When a church sets up it’s furniture, the coverings used for tables and altars, it’s wall hangings and even the clothing people leading worship wear, they have to use some color. It seems logical, therefore, that the church would choose colors which represent something. Since the Protestant tradition in which I was raised never used color in this way, when I started working for a Lutheran Church it was fascinating to learn about the use of color in their worship. Colors used for their liturgical seasons represent emotions and ideas associated with these seasons.
In the Lutheran tradition, specific colors are used for vestments and paraments (clergy clothing and coverings on the altar). While the current system of colors developed gradually over many generations, the Christian church has used color from the earliest days to represent holiday and worship themes. In the early church, dyes were expensive, so it wasn’t easy to get fabric in a huge array of colors as we can today. Some colors were chosen for their rarity and cost to honor the King of kings.
Since God directed His people to worship with every part of their being, the senses must be included. Liturgical colors help worshipers accomplish this. Today the Lutheran Church (like several other traditions) still uses color to symbolize the seasons of the church year, and most are the same colors chosen by believers centuries ago.
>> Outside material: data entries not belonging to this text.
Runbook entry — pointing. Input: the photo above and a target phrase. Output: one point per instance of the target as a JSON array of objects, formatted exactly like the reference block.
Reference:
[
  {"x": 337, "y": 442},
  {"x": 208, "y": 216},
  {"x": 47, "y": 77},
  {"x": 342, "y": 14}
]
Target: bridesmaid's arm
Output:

Here is a list of the liturgical colors used and the reasons they were chosen:
Green is the most frequently used color for church coverings, and is proper for any day when no specific season is in effect. Green was chosen for this role as it has traditionally been considered the color of life, the symbol of vegetation and growing things. Therefore, it represents our growth in faith as we follow Jesus. The times in the Church year between special seasons is sometimes called “Ordinary Time” because these Sundays have no seasonal names. Instead, these “extra” Sundays are designated solely by “ordinal” numbers-hence the term “ordinary.” Green is also used specifically during the seasons after Epiphany and after Pentecost.
White has long been considered the color of purity and innocence. Over the years, it also came to symbolize joy. In the New Testament angels are depicted as wearing white-so does Jesus when He appears in heaven in John’s Revelation of the future. In the early church people were given white tunics when they emerged from the waters of baptism, symbolizing their cleansing, joy and holiness. White is the traditional color for weddings. Like the white wedding dress, white coverings symbolize purity and joy as the couple becomes united. White can also be used during the celebration of secular holidays. White used at Christmas represents the purity of Christ and our joy resulting from His arrival.
When you think of red you generally think of blood, so the church has chosen to use this color to represent martyrdom. Scarlet is the preferred color of the first day of Holy Week (the week leading up to Easter), as it suggests the deep color of blood. It is also the color for any services commemorating a martyr. A different shade of red is the color for Pentecost because it symbolizes the tongues of fire that descended during the very first Pentecost. This red is usually brighter than the deep rich red that symbolizes blood. This bright red is also used for ordinations, again because it represents the presence of the Holy Spirit.
In early church history, purple dye was very difficult to make and the source (shellfish) was rare. Purple cloth was extremely expensive and only available to the very wealthy. As a result, the color became associated with royalty. Purple was chosen by the church for those special seasons which celebrate Jesus’ role as King of kings. These seasons are Advent and Lent. Purple, a deep passionate color, can also symbolize pain and suffering, another emotion relating to Lent.
Before modern dyes made colored clothing readily available, all dress clothes were black. Black is still the traditional color of formality. Because we have so many color choices today, we rarely wear black, so it has remained largely a formal color. In our culture it is generally associated with death and mourning, so the Church uses it for funeral services. This is also the reason black is the color used for Good Friday-but only to wrap around the cross. On this somber occasion alone, the altar is stripped of all coverings and left unadorned. Black is also the preferred color for Ash Wednesday, since it is the color of the ashes to which we will all return.
Gold or ivory are permissible as alternatives to white. At Faith Lutheran we use them on our Christmas trees as the colors of our Crismons (traditional liturgical ornaments). Easter is one of the 2 most special occasions in the Church, and on this one day of the year, gold is often used in the coverings. It is the alternative to white, but is often used on Easter as an accent color running through a white cloth.
The color blue is sometimes used in Lutheran churches, instead of the traditional purple, during the Advent season. This idea originated in Scandinavia, probably because purple dye was too expensive for most churches at that time. Additionally, blue is a symbol of the sky (and hence, heaven) and of hope, which are primary themes during Advent.
Understanding the meaning behind the colors used during specific Church seasons makes worship more meaningful for many Lutherans. Even those outside the Lutheran tradition can appreciate the significance of color in a worship service.